Это был глупый и нелепый жест. Артём умел управляться со смычком, но не представлял, что делать с палкой. Однако даже в этой нелепости было свое преимущество: ему удалось отвлечь все внимание на себя. Краем глаза Артём видел, как Мирослава снова медленно-медленно поднимается с земли. Ее лицо было испачкано, а колени разбиты. В ее взгляде было отчаяние и понимание того единственного шанса, который он ей мог предложить.
«Беги!» – мысленно велел ей Артем.
Она молча кивнула, к отчаянию добавилась решимость. Наверное, в тот момент между ними случилось нечто вроде телепатической связи, потому что он отчетливо услышал так и не произнесенные слова: «Я позову на помощь!»
Это было единственно верное и единственно возможное решение. Мирослава бегала почти так же быстро, как Леха. Теперь вся надежда была на нее.
– А что музыкант тут делает? – Славик сощурился. – Ты не слышал про маньяка? Не боишься, что и с тобой так же… – Он многозначительно замолчал.
Артём боялся. И за Мирославу, и за себя. Вот только не видел другого выхода. Не видел выхода и не представлял, как выкрутиться из этой передряги.

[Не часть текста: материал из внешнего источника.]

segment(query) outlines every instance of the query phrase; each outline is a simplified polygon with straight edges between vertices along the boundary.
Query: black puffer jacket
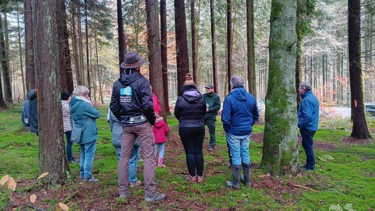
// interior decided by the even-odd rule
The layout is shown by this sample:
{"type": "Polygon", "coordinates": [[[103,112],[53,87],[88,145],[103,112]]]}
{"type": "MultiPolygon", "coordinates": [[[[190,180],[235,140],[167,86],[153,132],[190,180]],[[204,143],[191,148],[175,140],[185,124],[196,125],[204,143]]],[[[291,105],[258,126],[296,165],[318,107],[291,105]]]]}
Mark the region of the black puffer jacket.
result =
{"type": "Polygon", "coordinates": [[[206,108],[206,101],[196,87],[188,85],[182,87],[174,107],[174,116],[180,127],[203,127],[206,108]]]}
{"type": "Polygon", "coordinates": [[[29,103],[29,122],[30,130],[31,132],[38,133],[38,102],[37,92],[35,89],[31,89],[27,94],[29,103]]]}
{"type": "Polygon", "coordinates": [[[155,123],[150,83],[139,71],[127,69],[113,84],[111,111],[123,126],[155,123]]]}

– Молчишь? – Славик посмотрел на свою вытянутую вперед руку, сжал пальцы в кулак, потом разжал, улыбнулся. – Жаль… – Он вздохнул с неискренней печалью. – Очень жаль, музыкант, что ты сюда пришел. Я не люблю, когда мне мешают забавляться с моей мелкой.
Осознание было острым и ярким, как вспышка молнии. Это было не в первый раз! Этот урод обижал Мирославу и раньше! Он издевался над ней, а она молчала, продолжала рисовать свои картины, бегать наперегонки с ветром и Лехой и ни словом не обмолвилась о том, что происходит. Дура…

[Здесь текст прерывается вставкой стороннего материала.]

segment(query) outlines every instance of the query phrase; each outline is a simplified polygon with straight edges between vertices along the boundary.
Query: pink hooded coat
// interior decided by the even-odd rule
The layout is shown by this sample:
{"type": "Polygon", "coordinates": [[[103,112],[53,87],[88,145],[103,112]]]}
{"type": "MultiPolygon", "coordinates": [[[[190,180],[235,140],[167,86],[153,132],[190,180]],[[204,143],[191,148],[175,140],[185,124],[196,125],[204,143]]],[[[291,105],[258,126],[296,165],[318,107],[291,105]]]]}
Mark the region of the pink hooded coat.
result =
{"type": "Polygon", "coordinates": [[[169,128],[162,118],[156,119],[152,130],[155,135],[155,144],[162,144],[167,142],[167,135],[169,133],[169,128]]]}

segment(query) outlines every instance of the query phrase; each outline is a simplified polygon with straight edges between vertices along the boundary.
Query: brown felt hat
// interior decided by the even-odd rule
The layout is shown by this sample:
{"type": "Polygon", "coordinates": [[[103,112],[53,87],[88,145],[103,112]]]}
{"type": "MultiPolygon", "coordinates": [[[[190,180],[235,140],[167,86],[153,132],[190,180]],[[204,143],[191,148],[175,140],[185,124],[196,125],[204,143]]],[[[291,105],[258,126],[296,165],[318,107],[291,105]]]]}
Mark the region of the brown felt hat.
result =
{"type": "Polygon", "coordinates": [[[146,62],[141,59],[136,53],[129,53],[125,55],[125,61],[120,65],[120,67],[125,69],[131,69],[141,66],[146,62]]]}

Наверное, она увидела эту беспомощную злость в его глазах, потому что едва заметно пожала плечами и попятилась. От свободы и нормального мира ее отделяло всего несколько шагов, а ему, Артему, предстояла битва. И чем закончится эта битва, зависело от того, как быстро Мирослава приведет кого-нибудь на помощь.